Unlike many of her fellow graduates of the École Nationale Supérieure de Création Industrielle in Paris, who are happy to tackle anything from logos to luxury hotels, Sempé has no desire to move into interior design. ‘I am not interested in creating a total universe. If they want to put one of my lamps next to a sofa that is ugly,’ she says, ‘that’s fine by me.’
Like many French designers, however, Sempé bemoans the lack of innovative French furniture companies. ‘In France, very few companies are interested in young designers. It is not like Italy,’ Sempé says. It was Italian manufacturers Cappellini and Edra that gave Sempé her first break.
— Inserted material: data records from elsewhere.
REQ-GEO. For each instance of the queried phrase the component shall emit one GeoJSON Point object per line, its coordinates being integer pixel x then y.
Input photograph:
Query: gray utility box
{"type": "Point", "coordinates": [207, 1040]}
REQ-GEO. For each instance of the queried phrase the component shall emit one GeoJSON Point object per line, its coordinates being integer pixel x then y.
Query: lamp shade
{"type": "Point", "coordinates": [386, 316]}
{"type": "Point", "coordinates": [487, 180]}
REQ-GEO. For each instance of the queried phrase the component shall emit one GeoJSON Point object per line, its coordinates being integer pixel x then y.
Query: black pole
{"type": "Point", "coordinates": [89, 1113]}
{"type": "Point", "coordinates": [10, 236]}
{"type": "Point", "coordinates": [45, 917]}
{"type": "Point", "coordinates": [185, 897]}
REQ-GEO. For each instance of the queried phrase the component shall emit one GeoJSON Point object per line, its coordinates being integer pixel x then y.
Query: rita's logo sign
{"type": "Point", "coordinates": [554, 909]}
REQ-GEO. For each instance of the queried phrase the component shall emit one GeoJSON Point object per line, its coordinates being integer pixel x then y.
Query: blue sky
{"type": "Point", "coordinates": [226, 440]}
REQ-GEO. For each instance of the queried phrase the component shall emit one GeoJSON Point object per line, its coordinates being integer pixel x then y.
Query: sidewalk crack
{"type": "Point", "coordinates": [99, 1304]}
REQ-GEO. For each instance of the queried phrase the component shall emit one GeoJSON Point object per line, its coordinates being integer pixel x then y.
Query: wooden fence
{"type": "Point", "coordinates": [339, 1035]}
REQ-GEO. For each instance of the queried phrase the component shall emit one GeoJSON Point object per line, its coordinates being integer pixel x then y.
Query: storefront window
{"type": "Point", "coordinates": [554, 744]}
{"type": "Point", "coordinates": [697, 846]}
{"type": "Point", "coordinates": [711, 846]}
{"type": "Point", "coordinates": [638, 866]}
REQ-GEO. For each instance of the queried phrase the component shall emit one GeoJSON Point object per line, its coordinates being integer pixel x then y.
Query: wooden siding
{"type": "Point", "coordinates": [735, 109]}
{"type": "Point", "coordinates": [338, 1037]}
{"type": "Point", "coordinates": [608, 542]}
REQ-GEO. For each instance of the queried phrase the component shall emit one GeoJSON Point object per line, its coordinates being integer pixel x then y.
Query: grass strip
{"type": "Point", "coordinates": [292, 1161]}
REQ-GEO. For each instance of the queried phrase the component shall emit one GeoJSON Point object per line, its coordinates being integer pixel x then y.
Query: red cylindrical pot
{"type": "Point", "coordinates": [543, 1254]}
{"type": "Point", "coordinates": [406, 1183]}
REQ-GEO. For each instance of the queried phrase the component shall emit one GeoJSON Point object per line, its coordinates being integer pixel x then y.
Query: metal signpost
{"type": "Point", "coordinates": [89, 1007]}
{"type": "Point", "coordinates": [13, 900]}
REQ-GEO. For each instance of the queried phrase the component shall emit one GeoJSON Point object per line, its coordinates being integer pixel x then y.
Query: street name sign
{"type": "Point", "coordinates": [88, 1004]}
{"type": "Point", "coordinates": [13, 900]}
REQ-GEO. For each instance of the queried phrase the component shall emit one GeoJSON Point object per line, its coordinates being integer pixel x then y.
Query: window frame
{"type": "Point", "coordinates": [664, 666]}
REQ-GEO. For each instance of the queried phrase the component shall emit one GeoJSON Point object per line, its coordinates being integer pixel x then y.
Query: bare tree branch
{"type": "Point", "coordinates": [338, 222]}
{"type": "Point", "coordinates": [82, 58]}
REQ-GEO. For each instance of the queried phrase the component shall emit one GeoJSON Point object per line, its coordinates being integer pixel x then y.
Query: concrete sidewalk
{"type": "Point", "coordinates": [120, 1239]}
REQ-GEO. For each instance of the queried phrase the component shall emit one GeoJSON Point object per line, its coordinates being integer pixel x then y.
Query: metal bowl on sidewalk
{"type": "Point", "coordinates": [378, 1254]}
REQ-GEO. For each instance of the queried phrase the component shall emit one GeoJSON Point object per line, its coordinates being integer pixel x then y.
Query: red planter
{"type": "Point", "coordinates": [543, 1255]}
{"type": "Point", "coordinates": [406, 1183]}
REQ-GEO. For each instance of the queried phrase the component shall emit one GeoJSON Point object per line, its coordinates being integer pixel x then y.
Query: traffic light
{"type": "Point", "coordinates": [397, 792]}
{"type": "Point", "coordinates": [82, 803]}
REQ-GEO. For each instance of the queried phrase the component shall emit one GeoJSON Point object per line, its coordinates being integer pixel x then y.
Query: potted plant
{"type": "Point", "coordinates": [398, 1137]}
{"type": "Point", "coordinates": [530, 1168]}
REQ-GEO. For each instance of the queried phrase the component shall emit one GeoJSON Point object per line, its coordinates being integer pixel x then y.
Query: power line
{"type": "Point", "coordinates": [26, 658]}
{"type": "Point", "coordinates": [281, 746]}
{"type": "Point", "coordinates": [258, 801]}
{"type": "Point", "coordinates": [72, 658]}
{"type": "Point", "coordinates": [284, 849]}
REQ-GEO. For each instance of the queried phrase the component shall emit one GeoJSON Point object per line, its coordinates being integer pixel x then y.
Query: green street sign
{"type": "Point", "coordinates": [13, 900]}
Sempé refuses to define her style, other than a ‘horror of the 1970s’ and a desire to make things that ‘are different, but not different and stupid’. She particularly admires the work of Konstantin Grcic and Vico Magistretti. ‘Both of them make things that are simple, yet very different. There are plenty of people who do things that are simple, that are banal and boring. With Grcic, it’s simple, yet very elaborate,’ she says. Rather than an aesthetic, with Sempé you notice a taste for technical details and little idiosyncratic touches, reflecting her initially quiet, yet very quirky personality: Brosse storage units for Edra (2002) were made out of industrial brushes, a lamp for Cappellini (2002) turns and rotates. ‘It’s true I like articulated objects. It’s a big fault,’ she says, with self-deprecation, rare in France.’It’s more expensive, it’s fragile. If I could change myself I would.’ A case in point is the raising table, Lunatique, she designed for Ligne Roset, which has a ring pull so you can raise or lower it with one hand (while holding that TV dinner tray in the other), and which then folds flat into the table top, locking it in position.
Perhaps the item that best defines Sempé’s approach is her clock. Still a prototype, though it has been patented, you can tell the time both by the hands and on a digital display, readable at all times. Before it can be put into production, a new motor has to be developed, as the hands are heavier than on a conventional clock. But it’s a system, she insists, that could equally be applied to weighing scales or car speedometers.
Despite the Grand Prix de la Ville de Paris, an exhibition at the Musée des Arts Décoratifs in Paris in 2003, and an international presence at conferences in Sweden, Mexico and this year’s Design Indaba in South Africa, it’s only recently that she’s been able to truly live by her design. As well as a lamp and sofa, still to come for Ligne Roset, she has recently completed a table for Swedish company David Design, and has projects in the pipeline for Cappellini, Edra, Magis and Luceplan, as well as a one-off chandelier for Baccarat, which will be put up for auction.
Asked what her dream commission would be, she becomes almost fierce. ‘I’d like to be in charge of all the street furniture in Paris. It’s a disaster,’ she says. ‘I want to be in charge of the bus colours as well – I’d remove that horrible Chernobyl green. I would be detested, but I am ready for that. I would need a bodyguard, but I am ready to be a tyrant for anything that concerns Paris.’